Le vaccin grippe monovalent inactivé A (H1N1) 2009 Panenza® de Sanofi Pasteur pourrait être autorisé en France cette semaine. Une dose de vaccin monovalent contre la grippe A (H1N1) 2009, Panenza®, induit une forte réponse anticorps, considérée comme protectrice, chez au moins 93% des adultes âgés de 18 à 59 ans, et chez au moins 83% des adultes âgés de 60 ans et plus, selon le groupe pharmaceutique français.

Panenza®, un vaccin sans adjuvant formulé avec 15 microgrammes d’hémagglutinine (HA) d’un virus grippal apparenté à la souche A/California/07/2009 (H1N1), est sur le point d’être autorisé en France, selon les Echos. Le vaccins Panenza® ne sera pas distribué aux Etats-Unis, où le groupe français produit un autre vaccin pandémique A (H1N1) homologué par la Food and Drug Administration (FDA) américaine.

Une dose suffit

Contrairement aux autres vaccins actuellement autorisés en Europe, une seule dose de Panenza® induit une forte réponse anticorps séroprotectrice chez les enfants et les adultes. Les résultats intermédiaires des études réalisées en Europe confirment qu’une seule injection du vaccin Panenza® pourrait suffire. Sanofi Pasteur, la division vaccins du Groupe sanofi-aventis, a confirmé dans un communiqué qu’une seule dose de vaccin monovalent contre la grippe A (H1N1) 2009, Panenza® (dosé à 15 microgrammes, sans adjuvant) induit une forte réponse immunitaire chez les enfants (âgés de 3 ans et plus) ainsi que chez les adultes, d’après les résultats d’essais cliniques réalisés en Europe. Les deux vaccins testés ont répondu aux trois critères exigés par l’Agence européenne des médicaments (EMEA).

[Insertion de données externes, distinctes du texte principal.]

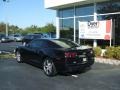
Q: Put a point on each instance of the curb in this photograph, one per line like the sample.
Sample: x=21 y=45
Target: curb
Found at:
x=107 y=61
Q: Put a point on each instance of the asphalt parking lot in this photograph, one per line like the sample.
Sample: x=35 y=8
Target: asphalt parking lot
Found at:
x=24 y=76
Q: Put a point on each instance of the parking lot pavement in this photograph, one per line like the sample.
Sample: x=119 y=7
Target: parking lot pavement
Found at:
x=23 y=76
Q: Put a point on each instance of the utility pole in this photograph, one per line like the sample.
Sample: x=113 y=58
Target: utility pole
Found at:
x=6 y=31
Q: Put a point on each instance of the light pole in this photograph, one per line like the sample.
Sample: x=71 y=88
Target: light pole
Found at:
x=6 y=31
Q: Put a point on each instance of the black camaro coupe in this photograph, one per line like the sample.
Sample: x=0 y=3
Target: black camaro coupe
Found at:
x=56 y=55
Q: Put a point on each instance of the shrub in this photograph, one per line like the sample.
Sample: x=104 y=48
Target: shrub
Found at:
x=110 y=52
x=117 y=53
x=97 y=51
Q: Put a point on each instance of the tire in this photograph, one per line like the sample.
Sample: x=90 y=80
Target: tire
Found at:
x=18 y=57
x=49 y=67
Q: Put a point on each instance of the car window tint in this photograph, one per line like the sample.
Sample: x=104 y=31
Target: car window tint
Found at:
x=65 y=43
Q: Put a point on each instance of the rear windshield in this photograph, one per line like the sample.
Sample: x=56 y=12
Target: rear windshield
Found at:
x=65 y=43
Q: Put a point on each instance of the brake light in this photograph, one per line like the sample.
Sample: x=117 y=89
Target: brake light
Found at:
x=70 y=54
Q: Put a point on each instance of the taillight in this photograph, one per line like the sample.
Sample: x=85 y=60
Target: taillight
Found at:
x=70 y=54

« Les résultats significatifs des études cliniques réalisées avec les vaccins contre la grippe pandémique de Sanofi Pasteur vont contribuer à conforter la confiance du public dans le vaccin et soutenir les efforts des autorités sanitaires pour faire face au défi que représente la grippe pandémique », a déclaré Wayne Pisano, Président-Directeur Général de Sanofi Pasteur. « Les vaccins Humenza® et Panenza® fournissent des réponses efficaces aux différents besoins de santé publique. L’utilisation du vaccin Humenza® faiblement dosé et avec adjuvant permet d’accroître les capacités de production de vaccin pandémique et d’augmenter le nombre de doses de vaccin disponibles, permettant ainsi de vacciner un plus grand nombre de personnes. Le vaccin Panenza®, à dose standard et sans adjuvant, peut être considéré par les autorités européennes comme le vaccin de choix pour protéger des populations spécifiques à risque ».

Quels sont les effets indésirables ?

L’analyse des essais cliniques réalisés en France et en Finlande après une première dose de vaccin chez les participants 21 jours après la première dose de vaccin montrent que l’administration d’une dose induit une forte réponse immunitaire chez la plupart des participants et qu’aucun effet indésirable grave n’a été observé lors des essais cliniques. Toutefois, « les vaccins ont présenté les profils de sécurité et de tolérance attendus. Des réactions locales (rougeur, induration et douleur au site d’injection) ainsi que des effets systémiques (fièvre modérée, maux de tête et fatigue) ont été rapportés », indique le groupe Sanofi-aventis, leader mondial de l’industrie pharmaceutique qui recherche, développe et diffuse des solutions thérapeutiques pour améliorer la vie de chacun.